Lord Justice Davis agreed it would have been a disproportionately severe consequence if relief had not been granted as the action would effectively be brought to an end if Chartwell had been unable to call any evidence.

In Mitchell the Court of Appeal said in instances where a default is not trivial that the CPR 3.9 factors would normally “trump” other circumstances. In all the circumstances of this case, Lord Justice Davis found that the judge was entitled to depart from the expectation which otherwise would ordinarily arise.

Albeit not dissenting, Lord Justice Davis added that he found the case more finely balanced and emphasised that the result, driven by the particular facts, was an unusual one.

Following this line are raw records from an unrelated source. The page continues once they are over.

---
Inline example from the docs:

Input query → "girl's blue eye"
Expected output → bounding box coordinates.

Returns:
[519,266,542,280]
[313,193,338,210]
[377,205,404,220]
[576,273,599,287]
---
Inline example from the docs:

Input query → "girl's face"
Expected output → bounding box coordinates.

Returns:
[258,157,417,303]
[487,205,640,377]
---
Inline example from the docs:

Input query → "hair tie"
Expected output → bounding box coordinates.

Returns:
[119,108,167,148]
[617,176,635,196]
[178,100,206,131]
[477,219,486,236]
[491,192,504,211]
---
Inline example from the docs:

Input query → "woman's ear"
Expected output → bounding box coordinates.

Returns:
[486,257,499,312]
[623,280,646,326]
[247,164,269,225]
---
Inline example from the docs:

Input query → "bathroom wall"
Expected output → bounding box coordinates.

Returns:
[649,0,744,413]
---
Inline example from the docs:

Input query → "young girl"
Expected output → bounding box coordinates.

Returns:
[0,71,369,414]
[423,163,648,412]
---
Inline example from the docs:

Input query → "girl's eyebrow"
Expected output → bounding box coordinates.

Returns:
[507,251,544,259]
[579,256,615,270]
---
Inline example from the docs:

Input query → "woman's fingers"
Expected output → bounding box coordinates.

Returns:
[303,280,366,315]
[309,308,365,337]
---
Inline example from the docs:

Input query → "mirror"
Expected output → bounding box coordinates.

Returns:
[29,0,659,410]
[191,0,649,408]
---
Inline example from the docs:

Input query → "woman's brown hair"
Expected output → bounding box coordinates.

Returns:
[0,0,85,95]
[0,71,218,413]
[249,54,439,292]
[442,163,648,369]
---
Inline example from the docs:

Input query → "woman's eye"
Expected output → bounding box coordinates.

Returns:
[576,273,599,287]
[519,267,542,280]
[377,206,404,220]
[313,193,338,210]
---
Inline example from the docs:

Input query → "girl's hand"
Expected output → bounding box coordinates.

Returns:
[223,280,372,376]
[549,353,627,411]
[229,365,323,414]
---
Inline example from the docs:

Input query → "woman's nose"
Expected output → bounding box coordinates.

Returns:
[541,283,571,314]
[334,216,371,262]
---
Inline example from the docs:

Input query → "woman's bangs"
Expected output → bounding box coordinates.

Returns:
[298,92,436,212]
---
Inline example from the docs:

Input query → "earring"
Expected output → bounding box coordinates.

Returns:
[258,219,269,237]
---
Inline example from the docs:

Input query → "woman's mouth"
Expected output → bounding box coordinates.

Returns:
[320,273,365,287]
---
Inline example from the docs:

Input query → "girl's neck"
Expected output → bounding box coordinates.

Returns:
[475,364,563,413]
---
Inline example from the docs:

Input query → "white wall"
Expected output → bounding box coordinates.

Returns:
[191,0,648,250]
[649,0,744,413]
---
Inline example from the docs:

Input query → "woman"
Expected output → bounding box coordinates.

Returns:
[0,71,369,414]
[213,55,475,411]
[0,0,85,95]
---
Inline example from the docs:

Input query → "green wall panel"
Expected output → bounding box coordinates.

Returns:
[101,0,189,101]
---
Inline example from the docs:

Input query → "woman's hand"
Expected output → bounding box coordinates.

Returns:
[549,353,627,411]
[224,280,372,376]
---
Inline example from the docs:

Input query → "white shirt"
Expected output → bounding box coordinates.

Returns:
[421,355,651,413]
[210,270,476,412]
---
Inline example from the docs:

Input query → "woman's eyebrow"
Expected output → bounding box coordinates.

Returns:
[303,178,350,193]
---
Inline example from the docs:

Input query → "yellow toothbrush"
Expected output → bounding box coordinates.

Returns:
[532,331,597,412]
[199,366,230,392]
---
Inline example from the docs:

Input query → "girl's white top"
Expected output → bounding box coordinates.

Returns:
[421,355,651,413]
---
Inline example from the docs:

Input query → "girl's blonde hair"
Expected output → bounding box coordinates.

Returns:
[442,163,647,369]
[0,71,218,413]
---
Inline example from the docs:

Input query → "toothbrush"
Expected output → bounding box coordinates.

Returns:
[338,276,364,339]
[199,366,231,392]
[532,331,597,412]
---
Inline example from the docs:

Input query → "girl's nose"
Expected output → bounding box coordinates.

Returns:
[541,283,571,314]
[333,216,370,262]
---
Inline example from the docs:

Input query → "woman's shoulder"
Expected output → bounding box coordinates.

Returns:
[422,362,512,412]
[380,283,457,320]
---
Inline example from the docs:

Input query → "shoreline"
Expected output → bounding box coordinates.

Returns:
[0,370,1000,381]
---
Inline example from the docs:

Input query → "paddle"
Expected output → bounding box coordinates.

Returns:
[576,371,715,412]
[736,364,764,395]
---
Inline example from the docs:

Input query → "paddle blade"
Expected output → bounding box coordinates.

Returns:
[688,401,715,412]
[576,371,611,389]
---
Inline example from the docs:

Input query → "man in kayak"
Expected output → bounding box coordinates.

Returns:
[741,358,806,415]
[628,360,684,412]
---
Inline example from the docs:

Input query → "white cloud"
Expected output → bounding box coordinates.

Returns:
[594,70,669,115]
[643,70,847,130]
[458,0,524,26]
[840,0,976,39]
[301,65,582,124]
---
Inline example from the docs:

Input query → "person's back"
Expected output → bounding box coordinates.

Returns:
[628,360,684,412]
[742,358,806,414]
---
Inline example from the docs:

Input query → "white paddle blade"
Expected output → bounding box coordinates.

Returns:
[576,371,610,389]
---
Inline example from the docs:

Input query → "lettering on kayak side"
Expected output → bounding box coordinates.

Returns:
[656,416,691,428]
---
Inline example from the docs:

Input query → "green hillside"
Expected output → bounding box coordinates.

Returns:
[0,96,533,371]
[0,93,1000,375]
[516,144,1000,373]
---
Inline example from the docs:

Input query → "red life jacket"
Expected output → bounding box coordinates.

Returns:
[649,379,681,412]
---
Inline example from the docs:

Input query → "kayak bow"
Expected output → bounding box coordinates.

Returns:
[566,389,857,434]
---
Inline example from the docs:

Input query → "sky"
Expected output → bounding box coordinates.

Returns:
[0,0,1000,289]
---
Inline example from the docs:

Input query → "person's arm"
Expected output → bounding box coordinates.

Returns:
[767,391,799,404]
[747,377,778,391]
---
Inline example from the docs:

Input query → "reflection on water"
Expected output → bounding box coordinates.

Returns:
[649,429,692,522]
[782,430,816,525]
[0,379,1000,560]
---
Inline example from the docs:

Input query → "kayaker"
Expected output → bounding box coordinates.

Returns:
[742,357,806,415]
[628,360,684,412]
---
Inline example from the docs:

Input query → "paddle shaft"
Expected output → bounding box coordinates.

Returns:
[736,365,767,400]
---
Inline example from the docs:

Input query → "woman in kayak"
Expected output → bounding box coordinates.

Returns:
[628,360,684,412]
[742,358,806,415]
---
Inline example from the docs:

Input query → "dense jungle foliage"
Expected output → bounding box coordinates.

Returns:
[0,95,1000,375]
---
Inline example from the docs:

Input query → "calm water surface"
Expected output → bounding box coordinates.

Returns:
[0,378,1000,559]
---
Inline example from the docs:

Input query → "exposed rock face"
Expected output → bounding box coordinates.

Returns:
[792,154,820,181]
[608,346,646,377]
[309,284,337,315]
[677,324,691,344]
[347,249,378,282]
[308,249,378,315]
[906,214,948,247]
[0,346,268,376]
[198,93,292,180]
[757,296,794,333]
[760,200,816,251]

Lord Justice Davis observed that the correspondence exchanged between the lawyers showed a lack of real understanding of the requirements of the changes to the Civil Procedure Rules. It is clear the courts will not be sympathetic to inaction by a party who relies on a failure of the other party. In this instance, Lord Justice Davis criticised the failure by Chartwell to seek specific disclosure and the parties’ collective failure to apply to extend the date for service of the witness evidence before expiry the date set by the court, or for some considerable time thereafter. The courts will notcountenance the notion the parties may set their own timetable at the expense not just of their own proceedings but also other court users.

The appellate courts will not lightly interfere with robust and fair case management decisions. Whilst in this instance relief from sanction was granted, it should be regarded as an exception based on the facts rather than the rule and parties should not expect that as a matter of principle a cavalier approach to courts’ directions and timetable will be tolerated.